目录
1. 数据获取:
1.1 数据爬取
1.2 数据下载
2. 数据准备
2.1 数据整理
2.2 数据显示
2.3 数据选择
2.3.1 选择
2.3.2 筛选
3. 简单的统计与处理
3.1 简单统计与筛选
3.2 排序
3.3 计数统计
3.4 Grouping(分组)
3.5 merge
4. 聚类分析
5. Matplotlib
5.1 基础
5.2 图像属性
5.3 pandas绘图
6. 数据存储
6.1 csv数据格式
6.2 excel数据格式
7. python的理工类应用
学习笔记
代码如下:
import requests
import re
import pandas as pd
def retrieve_dji_list():
try:
r = requests.get('http://money.cnn.com/data/dow30/')
except ConnectionError as err:
print(err)
search_pattern = re.compile(
'class="wsod_symbol">(.*?)<\/a>.*?(.*?)<\/span>.*?\n.*?class="wsod_stream">(.*?)<\/span>')
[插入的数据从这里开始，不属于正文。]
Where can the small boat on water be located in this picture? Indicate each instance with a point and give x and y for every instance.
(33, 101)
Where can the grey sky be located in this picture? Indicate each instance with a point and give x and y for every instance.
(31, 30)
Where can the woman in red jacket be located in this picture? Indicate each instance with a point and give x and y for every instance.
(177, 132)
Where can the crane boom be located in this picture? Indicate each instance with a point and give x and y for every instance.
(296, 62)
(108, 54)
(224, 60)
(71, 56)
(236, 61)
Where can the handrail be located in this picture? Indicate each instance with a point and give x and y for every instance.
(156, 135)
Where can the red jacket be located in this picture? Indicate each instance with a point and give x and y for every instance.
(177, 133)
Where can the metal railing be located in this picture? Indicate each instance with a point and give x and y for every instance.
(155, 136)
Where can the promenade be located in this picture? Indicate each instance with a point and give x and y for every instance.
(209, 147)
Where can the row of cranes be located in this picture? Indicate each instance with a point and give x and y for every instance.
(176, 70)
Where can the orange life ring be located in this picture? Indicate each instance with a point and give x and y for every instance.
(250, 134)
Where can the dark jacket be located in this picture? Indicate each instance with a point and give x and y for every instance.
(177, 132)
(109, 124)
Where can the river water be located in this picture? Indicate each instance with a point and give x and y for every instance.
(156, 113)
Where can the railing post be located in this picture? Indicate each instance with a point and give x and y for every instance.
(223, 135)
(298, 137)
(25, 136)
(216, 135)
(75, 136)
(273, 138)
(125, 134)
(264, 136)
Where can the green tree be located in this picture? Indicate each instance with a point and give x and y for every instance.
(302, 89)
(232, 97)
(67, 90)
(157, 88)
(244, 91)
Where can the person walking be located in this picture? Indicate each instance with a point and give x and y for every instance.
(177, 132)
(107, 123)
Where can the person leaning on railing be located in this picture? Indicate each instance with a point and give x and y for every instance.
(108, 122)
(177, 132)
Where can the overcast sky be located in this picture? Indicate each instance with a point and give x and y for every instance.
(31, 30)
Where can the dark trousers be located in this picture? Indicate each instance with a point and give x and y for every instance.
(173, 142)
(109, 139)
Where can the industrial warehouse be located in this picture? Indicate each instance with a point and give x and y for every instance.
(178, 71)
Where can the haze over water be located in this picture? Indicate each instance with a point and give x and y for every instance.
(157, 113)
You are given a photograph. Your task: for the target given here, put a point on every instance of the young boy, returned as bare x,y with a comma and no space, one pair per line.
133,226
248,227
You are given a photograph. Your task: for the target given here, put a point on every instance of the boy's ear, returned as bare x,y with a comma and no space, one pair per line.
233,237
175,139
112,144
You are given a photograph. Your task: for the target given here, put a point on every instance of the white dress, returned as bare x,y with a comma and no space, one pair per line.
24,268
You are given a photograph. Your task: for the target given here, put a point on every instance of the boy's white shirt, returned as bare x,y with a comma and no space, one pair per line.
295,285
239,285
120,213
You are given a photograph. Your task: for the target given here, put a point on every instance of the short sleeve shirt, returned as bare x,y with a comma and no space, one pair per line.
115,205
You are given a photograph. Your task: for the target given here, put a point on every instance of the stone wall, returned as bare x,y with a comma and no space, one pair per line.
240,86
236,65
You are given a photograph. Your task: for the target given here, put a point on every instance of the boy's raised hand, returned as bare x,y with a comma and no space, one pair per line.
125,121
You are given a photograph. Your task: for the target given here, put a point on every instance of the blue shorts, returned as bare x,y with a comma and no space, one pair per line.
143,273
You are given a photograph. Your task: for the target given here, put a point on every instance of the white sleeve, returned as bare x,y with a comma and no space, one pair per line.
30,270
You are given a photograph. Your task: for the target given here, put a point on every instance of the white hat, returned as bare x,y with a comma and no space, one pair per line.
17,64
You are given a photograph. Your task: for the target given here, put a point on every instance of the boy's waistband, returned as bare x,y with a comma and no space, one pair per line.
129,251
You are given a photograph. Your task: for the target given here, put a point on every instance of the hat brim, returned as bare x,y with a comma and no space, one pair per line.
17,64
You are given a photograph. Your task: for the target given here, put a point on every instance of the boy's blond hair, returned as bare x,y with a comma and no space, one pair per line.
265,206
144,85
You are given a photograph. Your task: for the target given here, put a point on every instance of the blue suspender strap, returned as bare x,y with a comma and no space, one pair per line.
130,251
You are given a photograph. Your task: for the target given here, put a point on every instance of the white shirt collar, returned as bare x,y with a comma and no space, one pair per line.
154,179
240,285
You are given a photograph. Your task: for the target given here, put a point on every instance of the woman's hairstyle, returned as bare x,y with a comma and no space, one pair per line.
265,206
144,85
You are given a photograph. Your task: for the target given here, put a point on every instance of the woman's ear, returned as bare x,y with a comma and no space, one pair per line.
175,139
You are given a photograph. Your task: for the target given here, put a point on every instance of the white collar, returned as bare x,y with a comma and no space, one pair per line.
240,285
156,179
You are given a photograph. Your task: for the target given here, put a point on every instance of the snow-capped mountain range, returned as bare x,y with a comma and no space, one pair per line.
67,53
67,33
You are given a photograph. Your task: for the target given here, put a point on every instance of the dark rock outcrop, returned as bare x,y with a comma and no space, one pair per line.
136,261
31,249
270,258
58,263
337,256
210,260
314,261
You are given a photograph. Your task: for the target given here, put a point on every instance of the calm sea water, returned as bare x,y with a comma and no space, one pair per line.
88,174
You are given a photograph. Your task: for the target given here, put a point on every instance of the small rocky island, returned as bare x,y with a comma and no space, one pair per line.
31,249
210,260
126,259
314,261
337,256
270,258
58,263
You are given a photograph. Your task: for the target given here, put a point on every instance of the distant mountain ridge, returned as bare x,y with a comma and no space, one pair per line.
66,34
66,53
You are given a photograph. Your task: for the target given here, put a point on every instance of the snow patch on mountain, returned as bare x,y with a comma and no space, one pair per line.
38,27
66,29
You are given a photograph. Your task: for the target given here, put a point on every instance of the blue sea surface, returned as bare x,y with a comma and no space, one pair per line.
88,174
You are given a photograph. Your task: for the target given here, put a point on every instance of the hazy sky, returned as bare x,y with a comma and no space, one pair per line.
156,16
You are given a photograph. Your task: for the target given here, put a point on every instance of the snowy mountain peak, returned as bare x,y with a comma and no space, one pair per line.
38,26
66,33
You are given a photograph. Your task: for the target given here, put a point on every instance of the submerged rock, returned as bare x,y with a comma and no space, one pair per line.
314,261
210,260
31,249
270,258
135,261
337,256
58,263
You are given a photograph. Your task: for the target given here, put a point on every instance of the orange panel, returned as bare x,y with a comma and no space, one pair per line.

dji_list_in_text = re.findall(search_pattern, r.text)
dji_list = []
for item in dji_list_in_text:
dji_list.append([item[0], item[1], float(item[2])])
return dji_list
dji_list = retrieve_dji_list()
djidf = pd.DataFrame(dji_list)
print(djidf)
import requests
import re
import json
import pandas as pd
def retrieve_quotes_historical(stock_code):
quotes = []
url = 'http://finance.yahoo.com/quote/%s/history?p=%s' % (stock_code, stock_code)
try:
r = requests.get(url)
except ConnectionError as err:
print(err)
m = re.findall('"HistoricalPriceStore":{"prices":(.*?),"isPending"', r.text)
if m:
quotes = json.loads(m[0]) # m = ['[{...},{...},...]']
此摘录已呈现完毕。